Ada se había puesto en pie, serena y resignada;

la oración fortalecía aquella alma mística y fuerte;

se detuvieron un momento a mirar los grandes frescos circulares del Circignano y del Tempesta, en una irradiación dolorosa de cinabrio y blancuras de cadáver, toda la epopeya del martirologio cristiano.

Ada contempló taciturna las vírgenes despedazadas, lirios candidos de fe, los ancianos torturados, muriendo con una serenidad radiosa de crepúsculos, bajo la garra de los leones.

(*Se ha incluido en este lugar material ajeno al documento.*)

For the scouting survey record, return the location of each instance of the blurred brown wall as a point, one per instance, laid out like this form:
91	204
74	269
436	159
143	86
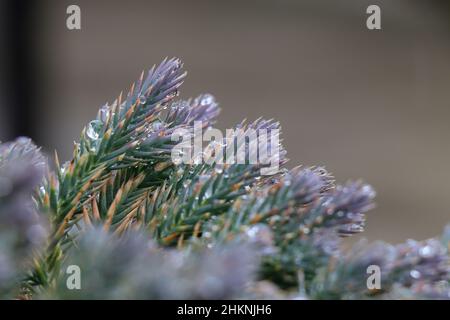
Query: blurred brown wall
366	104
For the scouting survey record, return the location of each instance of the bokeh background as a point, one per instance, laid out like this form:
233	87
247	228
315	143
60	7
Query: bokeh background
365	104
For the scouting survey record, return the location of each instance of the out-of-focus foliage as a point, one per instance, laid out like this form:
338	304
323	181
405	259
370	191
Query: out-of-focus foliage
22	230
137	225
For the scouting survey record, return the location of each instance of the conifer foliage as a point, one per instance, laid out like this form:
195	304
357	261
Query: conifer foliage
139	226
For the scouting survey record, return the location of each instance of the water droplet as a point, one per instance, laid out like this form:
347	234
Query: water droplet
93	129
207	99
415	274
426	252
157	125
142	99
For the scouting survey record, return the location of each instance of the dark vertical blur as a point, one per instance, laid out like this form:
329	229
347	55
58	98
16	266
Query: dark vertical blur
19	72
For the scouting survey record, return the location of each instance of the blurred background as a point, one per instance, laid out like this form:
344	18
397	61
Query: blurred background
365	104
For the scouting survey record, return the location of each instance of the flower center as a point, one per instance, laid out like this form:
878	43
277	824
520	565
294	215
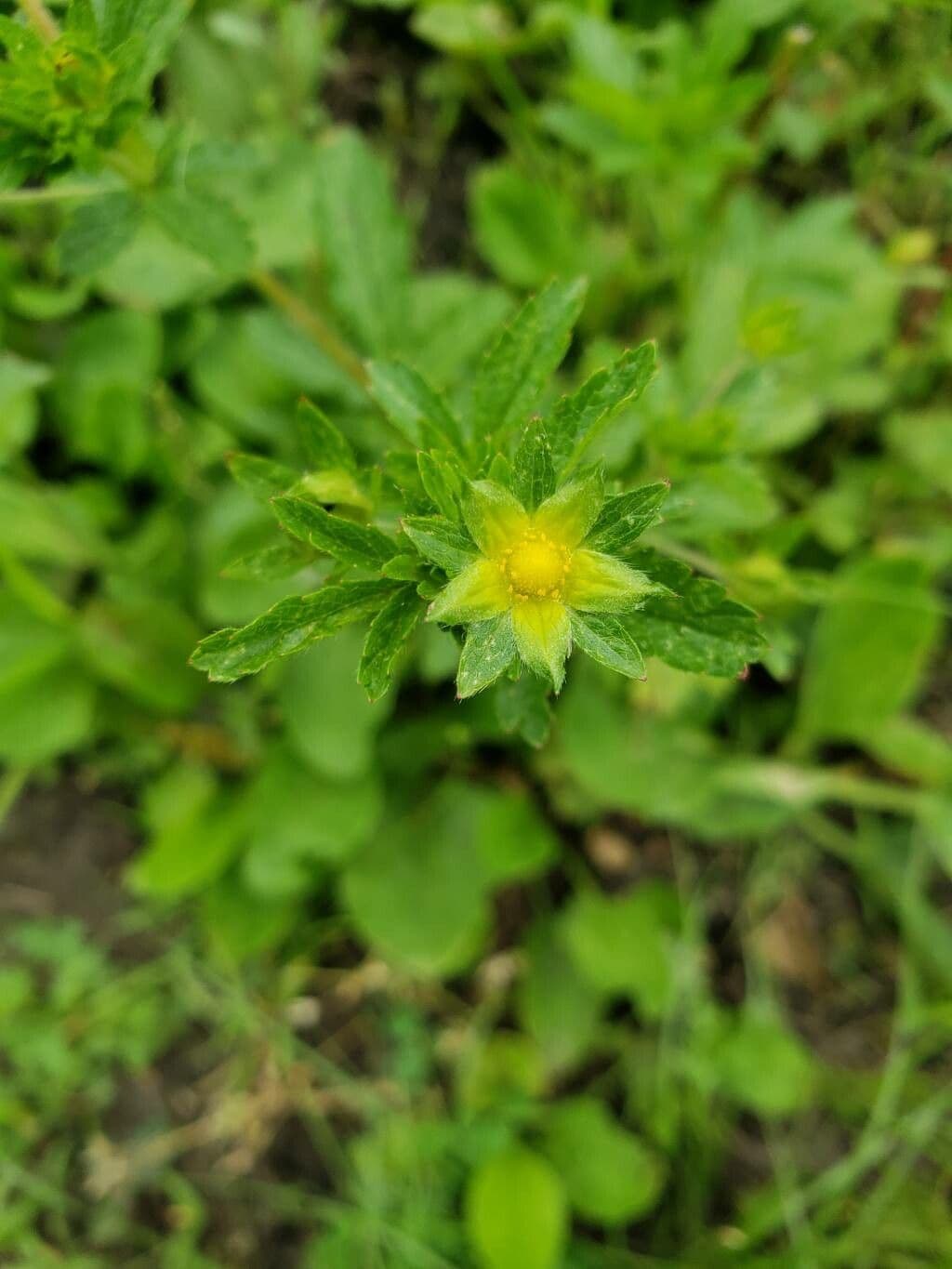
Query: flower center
535	567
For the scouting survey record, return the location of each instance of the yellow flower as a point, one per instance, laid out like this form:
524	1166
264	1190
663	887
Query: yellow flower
532	575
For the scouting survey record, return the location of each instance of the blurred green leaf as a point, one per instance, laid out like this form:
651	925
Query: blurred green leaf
516	1212
625	945
869	649
610	1175
364	243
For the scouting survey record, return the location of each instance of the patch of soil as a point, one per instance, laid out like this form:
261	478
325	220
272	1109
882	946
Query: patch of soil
61	854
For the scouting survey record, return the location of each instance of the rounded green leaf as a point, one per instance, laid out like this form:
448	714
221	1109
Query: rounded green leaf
516	1212
611	1177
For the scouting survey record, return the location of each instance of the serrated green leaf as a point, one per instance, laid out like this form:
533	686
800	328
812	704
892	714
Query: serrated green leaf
523	357
261	477
416	410
97	231
534	473
347	541
389	632
324	444
607	640
489	651
288	627
577	417
364	244
205	225
442	482
441	542
625	518
695	627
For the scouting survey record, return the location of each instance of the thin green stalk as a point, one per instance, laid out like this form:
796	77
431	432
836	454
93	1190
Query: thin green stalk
48	194
311	323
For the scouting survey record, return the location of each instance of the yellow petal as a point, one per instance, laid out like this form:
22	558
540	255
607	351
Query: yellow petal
494	518
480	591
544	637
567	515
601	584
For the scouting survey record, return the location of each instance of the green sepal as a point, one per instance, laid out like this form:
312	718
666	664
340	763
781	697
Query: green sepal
544	637
487	653
500	471
347	541
389	632
403	567
442	482
570	513
607	640
534	473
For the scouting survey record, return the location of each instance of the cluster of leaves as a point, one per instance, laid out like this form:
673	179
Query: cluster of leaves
447	507
751	185
69	98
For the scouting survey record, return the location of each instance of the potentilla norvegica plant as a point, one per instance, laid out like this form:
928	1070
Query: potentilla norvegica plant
487	522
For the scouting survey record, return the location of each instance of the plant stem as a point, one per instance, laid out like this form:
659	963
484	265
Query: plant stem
41	20
310	322
49	193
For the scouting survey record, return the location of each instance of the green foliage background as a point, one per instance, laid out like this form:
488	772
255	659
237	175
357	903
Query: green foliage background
649	973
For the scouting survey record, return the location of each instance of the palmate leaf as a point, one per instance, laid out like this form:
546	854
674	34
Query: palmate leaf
442	482
205	225
324	444
97	231
523	357
695	627
416	410
347	541
389	632
608	640
625	518
441	542
534	473
577	417
288	627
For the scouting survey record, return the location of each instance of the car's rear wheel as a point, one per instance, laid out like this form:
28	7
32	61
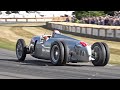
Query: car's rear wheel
66	53
21	50
57	53
99	54
107	54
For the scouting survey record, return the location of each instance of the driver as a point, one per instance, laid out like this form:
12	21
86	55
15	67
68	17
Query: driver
55	32
45	38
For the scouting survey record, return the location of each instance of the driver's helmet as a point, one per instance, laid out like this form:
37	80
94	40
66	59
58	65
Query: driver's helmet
55	32
45	38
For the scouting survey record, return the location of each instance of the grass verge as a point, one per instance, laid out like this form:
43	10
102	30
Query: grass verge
6	44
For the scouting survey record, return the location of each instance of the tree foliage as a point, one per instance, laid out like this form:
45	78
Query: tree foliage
80	14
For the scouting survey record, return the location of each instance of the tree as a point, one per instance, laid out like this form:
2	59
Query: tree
8	12
109	13
80	14
15	11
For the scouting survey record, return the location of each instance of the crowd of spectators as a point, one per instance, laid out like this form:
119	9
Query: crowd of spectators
102	20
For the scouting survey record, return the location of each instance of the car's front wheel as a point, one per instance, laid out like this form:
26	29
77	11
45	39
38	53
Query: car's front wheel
99	54
21	50
57	53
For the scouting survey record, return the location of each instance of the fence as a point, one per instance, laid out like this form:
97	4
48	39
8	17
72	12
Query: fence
88	30
43	19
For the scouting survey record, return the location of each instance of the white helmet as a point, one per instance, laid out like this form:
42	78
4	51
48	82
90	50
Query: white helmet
55	32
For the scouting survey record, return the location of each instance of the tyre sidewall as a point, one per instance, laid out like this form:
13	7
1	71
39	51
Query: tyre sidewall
22	58
61	53
102	54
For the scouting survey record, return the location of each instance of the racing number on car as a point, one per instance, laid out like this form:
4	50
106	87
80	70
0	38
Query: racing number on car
79	52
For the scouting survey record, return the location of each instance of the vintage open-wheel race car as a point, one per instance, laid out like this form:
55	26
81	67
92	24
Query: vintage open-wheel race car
61	49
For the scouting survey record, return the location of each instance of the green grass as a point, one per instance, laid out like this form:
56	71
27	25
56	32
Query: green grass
114	46
6	44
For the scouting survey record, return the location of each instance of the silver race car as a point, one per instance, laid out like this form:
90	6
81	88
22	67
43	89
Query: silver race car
62	49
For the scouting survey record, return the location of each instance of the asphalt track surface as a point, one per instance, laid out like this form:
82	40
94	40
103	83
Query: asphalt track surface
33	68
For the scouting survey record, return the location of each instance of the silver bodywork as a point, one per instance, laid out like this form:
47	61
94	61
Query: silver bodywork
40	49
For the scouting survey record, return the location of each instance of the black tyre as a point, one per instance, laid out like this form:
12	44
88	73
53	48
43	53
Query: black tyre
21	50
57	53
66	52
107	54
99	54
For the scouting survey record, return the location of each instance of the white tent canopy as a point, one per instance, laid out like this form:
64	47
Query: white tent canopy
23	14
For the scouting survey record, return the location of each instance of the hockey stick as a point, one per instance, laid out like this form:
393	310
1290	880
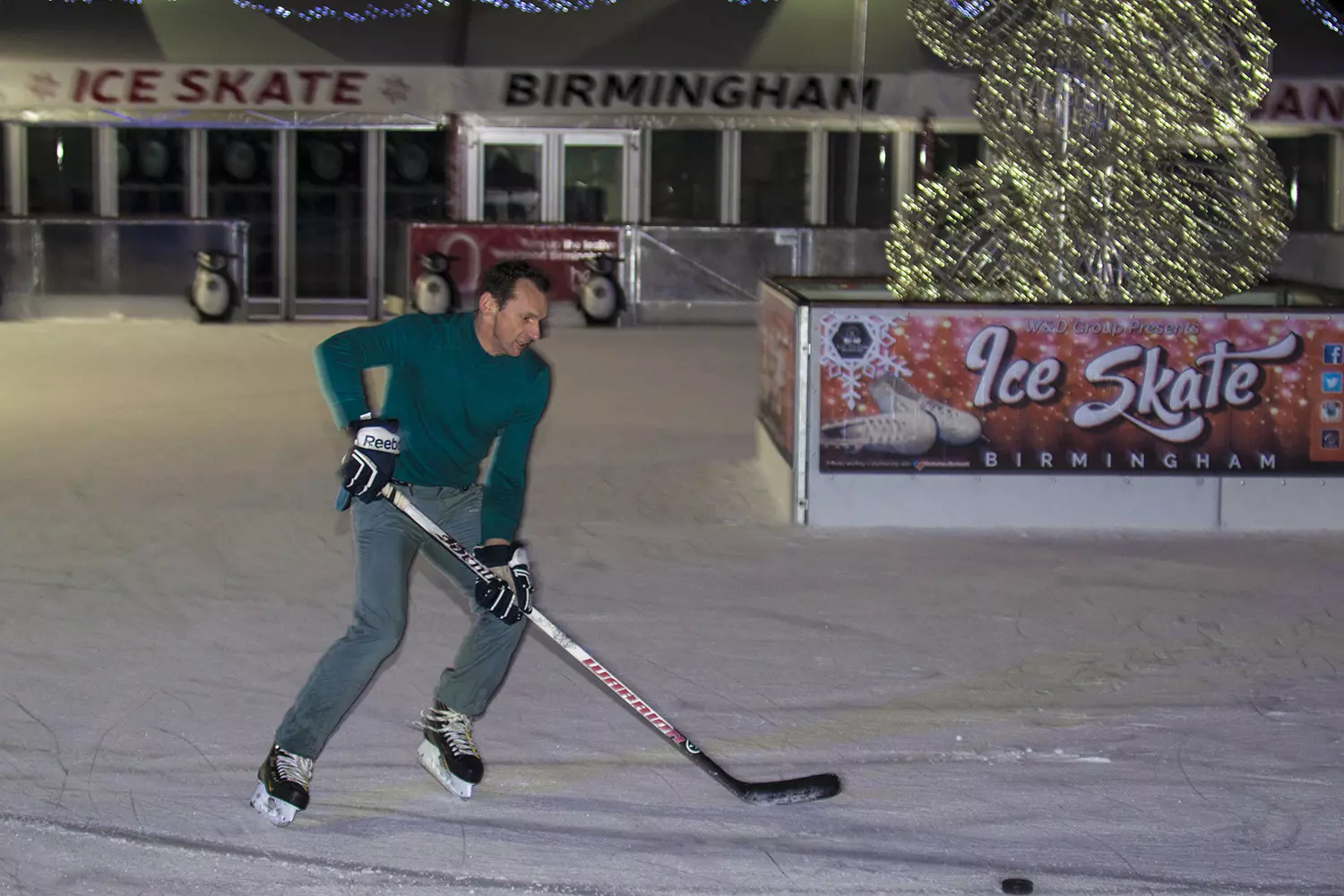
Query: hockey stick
795	790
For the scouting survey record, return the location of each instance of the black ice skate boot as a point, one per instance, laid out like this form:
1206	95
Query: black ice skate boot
284	786
448	751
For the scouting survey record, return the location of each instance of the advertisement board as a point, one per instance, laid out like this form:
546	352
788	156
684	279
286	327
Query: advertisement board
558	250
1078	392
779	370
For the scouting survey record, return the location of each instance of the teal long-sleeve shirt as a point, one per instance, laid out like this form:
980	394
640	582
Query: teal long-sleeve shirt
452	401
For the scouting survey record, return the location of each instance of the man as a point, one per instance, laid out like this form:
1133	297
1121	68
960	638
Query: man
457	383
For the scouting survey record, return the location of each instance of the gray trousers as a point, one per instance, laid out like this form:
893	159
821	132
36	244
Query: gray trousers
386	543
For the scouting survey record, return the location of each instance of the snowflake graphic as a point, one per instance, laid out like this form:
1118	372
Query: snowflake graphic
395	89
857	362
43	86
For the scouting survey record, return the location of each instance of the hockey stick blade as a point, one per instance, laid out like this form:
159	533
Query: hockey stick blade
796	790
769	793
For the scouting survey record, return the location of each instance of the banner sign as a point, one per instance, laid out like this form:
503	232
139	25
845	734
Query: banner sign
215	88
435	90
779	370
1081	392
558	250
1319	102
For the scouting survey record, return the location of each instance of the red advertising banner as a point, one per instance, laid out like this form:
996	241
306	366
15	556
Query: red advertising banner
779	370
1081	392
556	249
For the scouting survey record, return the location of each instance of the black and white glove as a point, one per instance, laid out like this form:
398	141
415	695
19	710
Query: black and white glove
510	597
373	457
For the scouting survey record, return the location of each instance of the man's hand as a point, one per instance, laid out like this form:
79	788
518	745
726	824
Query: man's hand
373	457
511	597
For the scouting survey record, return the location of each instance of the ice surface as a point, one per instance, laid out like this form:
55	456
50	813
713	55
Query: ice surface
1101	715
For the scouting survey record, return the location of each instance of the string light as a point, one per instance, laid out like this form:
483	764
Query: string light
1327	15
414	7
1123	168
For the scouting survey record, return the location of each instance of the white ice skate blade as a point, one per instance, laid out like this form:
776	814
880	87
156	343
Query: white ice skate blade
433	763
277	810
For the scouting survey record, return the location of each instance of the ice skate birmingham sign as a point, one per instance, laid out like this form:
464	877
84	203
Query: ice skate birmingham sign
1089	418
437	90
1085	392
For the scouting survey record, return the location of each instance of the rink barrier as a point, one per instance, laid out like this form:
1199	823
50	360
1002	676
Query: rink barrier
105	266
875	413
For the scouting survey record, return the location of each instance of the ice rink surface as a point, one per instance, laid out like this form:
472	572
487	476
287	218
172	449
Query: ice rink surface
1104	715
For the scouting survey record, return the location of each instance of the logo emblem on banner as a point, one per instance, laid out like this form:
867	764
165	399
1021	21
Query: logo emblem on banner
857	347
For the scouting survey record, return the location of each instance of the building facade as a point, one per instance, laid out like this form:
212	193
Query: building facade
328	134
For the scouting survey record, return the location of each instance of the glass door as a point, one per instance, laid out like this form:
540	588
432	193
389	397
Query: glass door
331	225
510	177
532	177
596	171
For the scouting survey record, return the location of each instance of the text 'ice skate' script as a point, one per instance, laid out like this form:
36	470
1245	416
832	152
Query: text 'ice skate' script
1171	405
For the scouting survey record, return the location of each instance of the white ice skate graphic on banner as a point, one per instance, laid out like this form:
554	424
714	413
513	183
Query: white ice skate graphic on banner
855	347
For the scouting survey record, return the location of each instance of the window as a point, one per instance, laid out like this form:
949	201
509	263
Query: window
416	167
151	172
241	185
1305	163
951	151
330	214
593	177
774	179
513	175
59	171
685	177
860	199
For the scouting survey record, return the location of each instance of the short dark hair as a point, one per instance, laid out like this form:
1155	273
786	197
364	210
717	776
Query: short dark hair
500	280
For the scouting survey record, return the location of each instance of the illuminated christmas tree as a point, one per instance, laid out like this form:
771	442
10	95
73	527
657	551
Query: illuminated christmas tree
1121	163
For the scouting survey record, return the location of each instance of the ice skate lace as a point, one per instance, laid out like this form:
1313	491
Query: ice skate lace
456	728
293	769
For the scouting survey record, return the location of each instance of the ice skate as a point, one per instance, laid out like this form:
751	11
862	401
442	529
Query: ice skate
284	786
954	426
448	751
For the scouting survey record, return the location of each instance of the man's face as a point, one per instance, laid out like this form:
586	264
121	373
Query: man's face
519	323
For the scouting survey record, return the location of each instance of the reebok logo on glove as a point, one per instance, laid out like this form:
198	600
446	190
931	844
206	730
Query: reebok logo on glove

–El verdadero martirio no se ha pintado, dijo.

–¿Cuál?

–El martirio de las almas.

–No habléis del dolor. ¡Amada mía!

–¡Oh, el martirio innombrado!

–No lo nombréis.

–Sí, he de nombrarlo como una expiación.

–Expiación ¿de qué?

–Del amor culpable.

–¡Oh, por piedad! ¡Callaos!

–¡Oh, el martirio de la vida, el Amor de lo Imposible! Dijo, y calló;

y anduvieron melancólicos, apoyados el uno en el otro, perseguidos por sus presentimientos, como por una partida de lobos en una selva de Circasia;

llegados a la Piazza di S. Giovanni, él la condujo hacia el tranvía y se separaron sin un consuelo, sin una frase de piedad, ¡como dos condenados a la cadena, que se despiden ocultando las lágrimas que han de correr a mares en la soledad de su ergástula!

¡Oh, los galeotes desventurados del Amor!